MTPPI was one of the first organizations to apply observational study designs to empirically examine the use of EPO in the “real-world”. The research team recruited a Technical Advisory Committee (TAC) made up of renal community stakeholders to oversee the project. The TAC met quarterly to review the findings and to ensure (1) there was transparency in data collection and analysis methods (2) that researchers were granted the needed access to data (3) proper study monitoring and safety reporting (5) centralized governance of the research team’s interactions with the sponsor [in this case, Ortho Biotech (n.k.a Janssen) sponsored the project at the direction of the judge handling the arbitration stated below]. The study developed over 44 “Issue Profiles” related to data validity/quality, the analytic approach, and the interpretation of results that were meant to account for the amount of EPO administered to the Medicare dialysis patient population. The claims data emanated from routine billing for EPO services. This billing process produced a continuous record of EPO resource consumption as well as actively collecting healthcare data to support the billing.
The early Issue Profiles addressed the compliance of providers with Medicare EPO documentation and billing rules, with a focus on the identification of and removal of dose and hematocrit outliers. The product of this 7-year study was an accounting of the amount of EPO administered to dialysis patients between 1989 and 1998 that was used in an on-going arbitration proceeding between Amgen and Ortho Biotech to settle an EPO licensure dispute.
A secondary use of the study supported a large number a peer-reviewed practice pattern and outcome studies which served as the underpinnings for both the FDA and CMS presentations and petitions regarding EPO policy and for Congressional oversight interests. The early papers focused on disparities in access to EPO therapy and provider practice patterns. Because the FDA defines an observational study as a “type of study in which patients received the marketed drug of interest during routine medical practice and are not assigned to an intervention according to a protocol” we focused on the effects of large dialysis chain EPO protocols on patient outcomes. The next wave of analyses focused on dose-response, risk, outcomes, and policies governing appropriate use. The final set of analyses focused on causal inference studies modeling EPO therapy and outcomes among high-risk subgroups. These research efforts led to (1) the removal of Medicare’s perverse reimbursement incentives that rewarded EPO overuse and (2) changes to the FDA approved EPO drug labeling. The analytic process used for this decades long research program and the lessons and experiences learned by MTPPI researchers could be useful to the FDA in formulating how to use real-world data in other important applications.
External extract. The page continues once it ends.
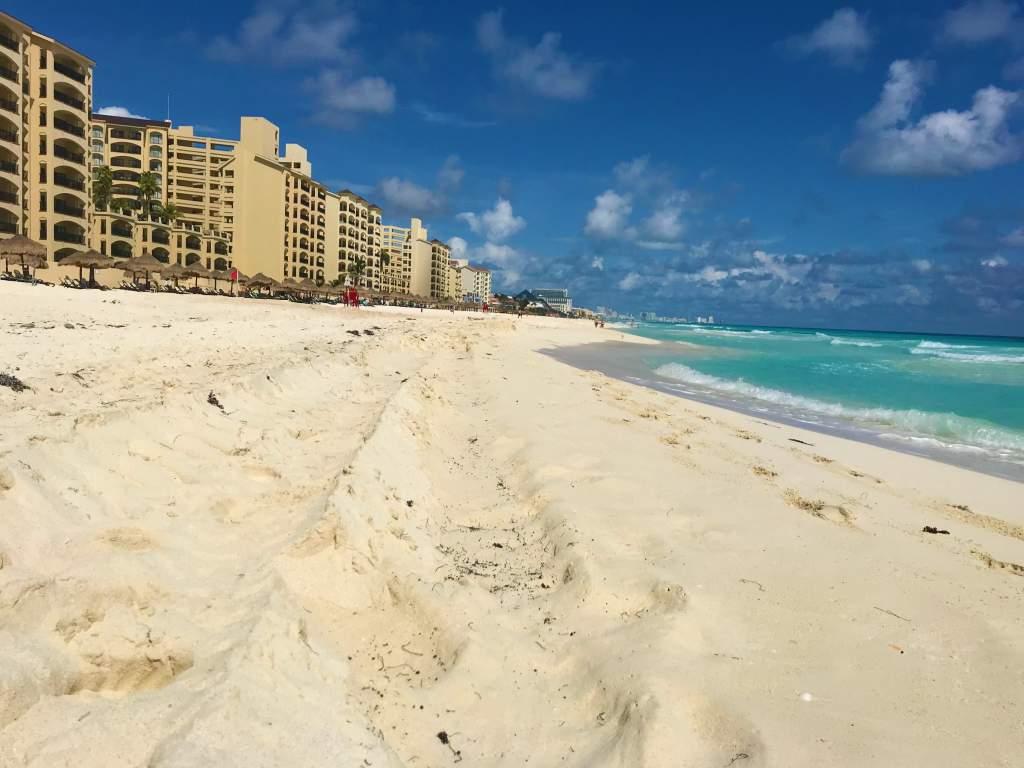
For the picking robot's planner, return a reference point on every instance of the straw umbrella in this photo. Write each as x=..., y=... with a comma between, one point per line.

MTPPI thanks the FDA for the opportunity to provide these comments. We appreciate the hard work of the FDA scientists and staff seeking to advance a real-world evidence framework and stand ready to offer our insights and experience. If you have any questions or need further clarification, please do not hesitate to reach out to our team. Thank you for your consideration of our comments as you work toward finalizing this important guidance.